Peluquero con Parkinson
•Especie de maldición
•Un hombre derrotado
ESCALERAS: Muchos años después, el peluquero del barrio lloraba. Y lloraba de pronto cuando experto en el manejo de la tijera y la navaja para rasurar el pelo, el bigote y la barba, el mal de Parkinson le sobrevino.
Su único ingreso, y a comisión (el 60 por ciento para la dueña de la peluquería, herencia familiar, y el resto para los empleados), estaba sujeto al salario precario y las propinas.
Luis Velázquez
Y con tres hijos y una esposa, el Parkinson se convirtió en una especie de maldición.
PASAMANOS: Siguió en la chamba, pero escaso, poco, limitado tiempo. Fue retirado del servicio luego de que hirió a un cliente en la barbilla. Y como el pulso le fallaba, también picoteó en la cabeza a otros.
El Parkinson, como la peor enfermedad de su vida, de igual manera, digamos, como para un playboy el mal de la próstata y para un beisbolista la presión arterial alta.
Jubilado en el Seguro Social, su pensión llegaba a tres mil pesos mensuales. Nada, con un trío de hijos creciendo soñando con la universidad.
CORREDORES: Un hijo, el mayor, se metió de peluquero, pero terminó de migrante sin papeles en Estados Unidos. La hija solo cursó la secundaria y a emplearse como trabajadora doméstica con la familia de un cliente.

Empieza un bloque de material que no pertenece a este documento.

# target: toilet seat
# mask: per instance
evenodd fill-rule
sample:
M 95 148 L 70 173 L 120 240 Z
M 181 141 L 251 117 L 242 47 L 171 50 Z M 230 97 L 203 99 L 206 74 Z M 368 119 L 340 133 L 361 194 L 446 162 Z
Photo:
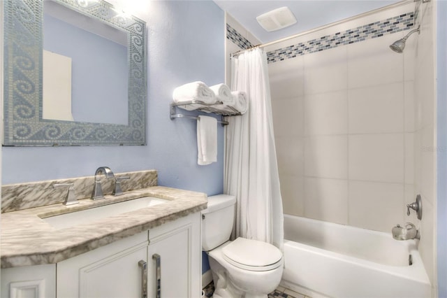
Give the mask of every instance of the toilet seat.
M 245 270 L 272 270 L 282 264 L 282 253 L 272 244 L 258 240 L 237 238 L 222 248 L 224 259 Z

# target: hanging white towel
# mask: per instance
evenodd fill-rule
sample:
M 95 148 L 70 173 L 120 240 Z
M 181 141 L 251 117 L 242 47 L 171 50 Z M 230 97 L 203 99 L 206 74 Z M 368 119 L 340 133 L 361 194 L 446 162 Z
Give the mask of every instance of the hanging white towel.
M 217 100 L 222 101 L 224 106 L 235 104 L 235 99 L 231 96 L 230 87 L 225 84 L 217 84 L 210 87 L 214 94 Z
M 198 116 L 197 120 L 197 163 L 201 166 L 217 161 L 217 120 Z
M 200 81 L 189 83 L 177 87 L 173 92 L 173 99 L 177 103 L 198 100 L 205 104 L 212 104 L 217 101 L 214 92 Z M 182 108 L 192 111 L 203 106 L 200 104 L 191 104 L 184 106 Z

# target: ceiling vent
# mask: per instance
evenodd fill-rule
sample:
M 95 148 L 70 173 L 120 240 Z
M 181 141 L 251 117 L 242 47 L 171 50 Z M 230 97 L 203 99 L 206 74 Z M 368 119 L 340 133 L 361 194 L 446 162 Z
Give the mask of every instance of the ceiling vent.
M 259 24 L 269 32 L 293 25 L 296 22 L 293 13 L 284 6 L 256 17 Z

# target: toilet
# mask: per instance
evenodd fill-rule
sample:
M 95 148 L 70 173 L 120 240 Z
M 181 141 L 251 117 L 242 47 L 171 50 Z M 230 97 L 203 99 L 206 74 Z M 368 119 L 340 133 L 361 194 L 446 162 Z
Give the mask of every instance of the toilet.
M 202 211 L 202 248 L 208 254 L 214 297 L 267 297 L 279 284 L 282 253 L 272 244 L 237 238 L 230 241 L 236 198 L 208 197 Z

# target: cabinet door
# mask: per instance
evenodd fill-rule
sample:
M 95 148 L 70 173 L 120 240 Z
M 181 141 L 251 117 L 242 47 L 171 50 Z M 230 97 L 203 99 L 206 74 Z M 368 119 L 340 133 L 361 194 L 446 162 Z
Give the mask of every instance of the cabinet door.
M 200 213 L 165 224 L 149 234 L 148 297 L 158 297 L 158 290 L 161 298 L 200 297 Z
M 142 233 L 58 263 L 58 298 L 140 297 L 147 243 Z
M 26 266 L 1 269 L 2 298 L 56 297 L 56 265 Z

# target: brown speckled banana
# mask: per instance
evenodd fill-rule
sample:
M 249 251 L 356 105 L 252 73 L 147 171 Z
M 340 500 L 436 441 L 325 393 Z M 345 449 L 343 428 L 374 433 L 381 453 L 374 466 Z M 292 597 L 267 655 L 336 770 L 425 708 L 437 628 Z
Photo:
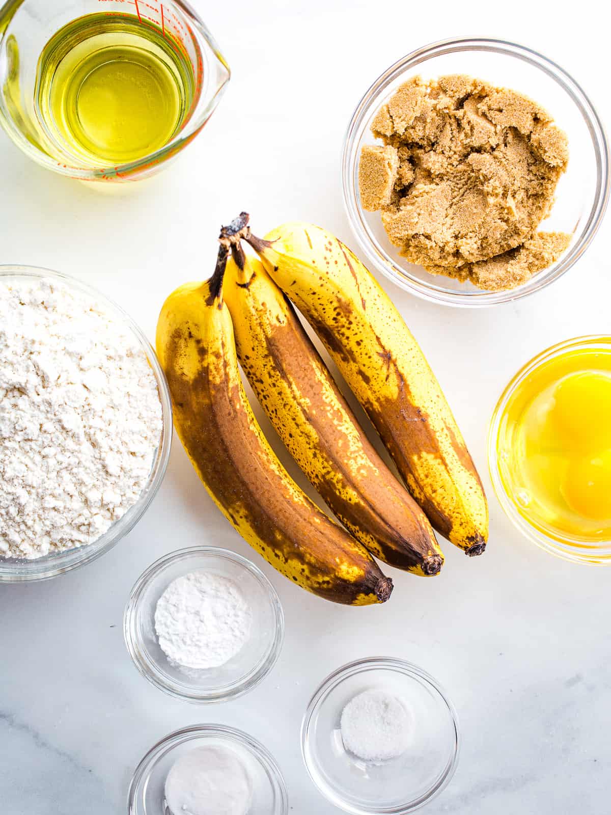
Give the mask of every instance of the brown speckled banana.
M 157 324 L 174 426 L 216 504 L 272 566 L 327 600 L 387 600 L 392 580 L 291 479 L 253 415 L 222 300 L 226 250 L 206 283 L 177 289 Z
M 426 516 L 358 426 L 290 302 L 258 259 L 234 244 L 223 297 L 242 369 L 314 488 L 367 548 L 436 575 L 443 556 Z
M 287 223 L 248 240 L 320 337 L 433 526 L 480 554 L 488 536 L 481 482 L 434 374 L 380 286 L 319 227 Z

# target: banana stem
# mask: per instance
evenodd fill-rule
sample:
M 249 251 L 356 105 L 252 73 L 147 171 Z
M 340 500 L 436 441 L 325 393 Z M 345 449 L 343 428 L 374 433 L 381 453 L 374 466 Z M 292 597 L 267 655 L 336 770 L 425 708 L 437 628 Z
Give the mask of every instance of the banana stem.
M 229 257 L 229 248 L 224 244 L 221 244 L 218 247 L 218 254 L 217 255 L 217 265 L 214 267 L 214 271 L 212 277 L 208 281 L 208 286 L 210 290 L 207 300 L 207 305 L 212 306 L 215 302 L 218 303 L 218 308 L 222 306 L 222 280 L 225 276 L 225 269 L 227 266 L 227 258 Z
M 242 238 L 250 234 L 249 219 L 250 215 L 247 212 L 240 212 L 228 226 L 221 227 L 218 240 L 226 246 L 235 246 L 239 244 Z
M 238 241 L 237 244 L 231 244 L 231 257 L 240 271 L 244 271 L 244 267 L 246 265 L 246 255 L 244 254 L 241 241 Z

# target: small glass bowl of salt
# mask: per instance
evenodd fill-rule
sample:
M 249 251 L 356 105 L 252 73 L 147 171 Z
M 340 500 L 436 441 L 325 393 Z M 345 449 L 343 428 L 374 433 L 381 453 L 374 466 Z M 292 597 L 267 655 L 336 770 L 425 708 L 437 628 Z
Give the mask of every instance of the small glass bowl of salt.
M 301 725 L 312 781 L 354 815 L 403 815 L 428 803 L 454 775 L 459 739 L 456 712 L 433 676 L 383 657 L 327 676 Z
M 196 725 L 170 733 L 143 758 L 127 794 L 128 815 L 287 815 L 282 773 L 241 730 Z
M 156 561 L 138 578 L 123 632 L 140 673 L 188 702 L 235 698 L 270 672 L 284 617 L 253 563 L 228 549 L 196 546 Z

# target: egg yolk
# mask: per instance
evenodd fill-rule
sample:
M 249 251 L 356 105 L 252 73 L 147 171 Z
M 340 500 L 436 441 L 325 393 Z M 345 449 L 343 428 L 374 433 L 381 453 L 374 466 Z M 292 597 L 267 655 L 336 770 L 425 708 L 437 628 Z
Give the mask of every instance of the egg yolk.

Los dos hijos mayores fueron solidarios y están pagando la universidad del hijo menor. Y lo que cae de la pensión, apenas para comer una quincena.
El Parkinson le llegó a los sesenta años de edad. Los días más ríspidos los vivió sentado en un rincón de la peluquería esperando que algún cliente fiel lo buscara. Pero como la fama del mal trascendió pronto y rápido, los ahuyentaba.
La dueña y gerente general le pidió su retiro. Tu jubilación está lista, le dijo, quizá, solidaria.
BALCONES: Como peluquero era un hombre que nunca, jamás, hablaba ni formaba plática, a menos que el cliente la iniciara. Callado, se esmeraba en cada corte de pelo como obra máxima de creación artística.
Las tijeras y la navaja las tenía bien afiladitas, el pulso firme, y cuando la enfermedad fue ganando espacio y vigencia en sus días y noches, la tristeza lo avasalló y se volvió más callado, por más que la hija intentaba alegrar sus horas.
PASILLOS: Se llamaba Aurelio. Y a sus colegas entristecía que todas las mañanas, como en los últimos treinta años llegara a la peluquería puntual, bien bañadito y mejor rasurado, para esperar a los clientes, y ahora, ni modo, la jubilación forzada.
Era un hombre de baja estatura, chaparrito, con una guayabera de manga corta que usaba y parecía bata para dormir. Flaco, más o menos como Agustín Lara, las arrugas se amontonaban en la frente, la cara, el cuello y las manos que parecían aletear con el Parkinson como un caballo desbocado, sin freno, en el carril, y que siempre lo avergonzaba como si la enfermedad fuera el peor mal del mundo.
VENTANAS: Todo en Aurelio estaba apachurrado. Con las pilas bajas, el estado de ánimo era deplorable. Más que la tristeza, la depresión germinando en tierra fértil. Y la verdad daba mucha tristeza mirarlo, porque hasta su mirada estaba llena de dolor, sin brillo ni resplandor, sin fuego ni alegría.
Era la suya la imagen de un hombre derrotado y aniquilado porque sus manos eran el instrumento de trabajo y eficacia y sus manos estaban de hecho muertas, sin vida. Fue cuando comenzó a pensar en el suicidio…
Su esquela la vimos en el periódico a nombre de la Unión de Peluqueros dando el pésame a la familia.